Python objects

Working with RegEx we have to deal with 3 data types:

Strings with RegEx patterns
Those are normal Python's strings, except that we should use the raw formatting (check out the section Formatting)
Compiled RegEx patterns ( re.RegexObject)
If we have just few patterns we don't have to care about a compilation. They will be created on the fly if needed and not exist.
Match objects ( re.MatchObject)
Those are results of patterns match. From them we can get the matched string, groups and their's positions.

Compiled patterns when reuse should save execution time. If we don't create them, the string with a pattern will be compiled on the fly anyway. I've tested RegEx performance for some time and it looks like documentation says it most accurate: if we have just few patterns, and we use them occasionally, we don't need to compile. RegEx has a cache of recent patterns. Of course not using the cache is good practice if we match millions of times.

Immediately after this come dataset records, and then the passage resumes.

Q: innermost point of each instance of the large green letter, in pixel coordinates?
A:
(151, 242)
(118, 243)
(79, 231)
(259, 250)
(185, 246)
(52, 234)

Match objects always return True if we put them in if statement. On the other hand, if we don't have a match, we also don't have the match object just none (which is False in condition statement). That way we can always check if the match was successful. Another useful thing from match objects are the start() and end() methods. They return positions where a match begins and ends. They also work for the specified group.

The search() method or module function returns only the first (leftmost) match if a pattern matches more than once. The same is true for the match(). BTW, I've never found match() function useful. Adding ^ at the beginning of a pattern gives the same functionality.

The findall() and finditer() return only non-overlapping matches. What is surprising is that findall returns only groups if they exist, not the whole match. E.g. the pattern .(o) used in finditer() will match: Pomelo Try it yourself but in findall(): Pomelo Try it yourself If we don't have groups it returns the whole match. One more thing, the findall() returns only a matched string, not a match object.

The sub() has just one RegEx pattern parameter. Another one - substitution parameter is a normal string except that \1 \2 etc. will expand to groups values. Named groups referenced as \g<name> also work. Instead of a substitution string we can use a function and construct that value dynamically.

The split() will not work if it will have only betweeners. It has to match at least one character. So to split lines use the \n rather than $. If we use parentheses in a split pattern, those groups will be returned along split text. When split separator matches at the end, an empty string is also returned at the end. Like in the findall(), matching is done in non-overlapping fashion from left to right.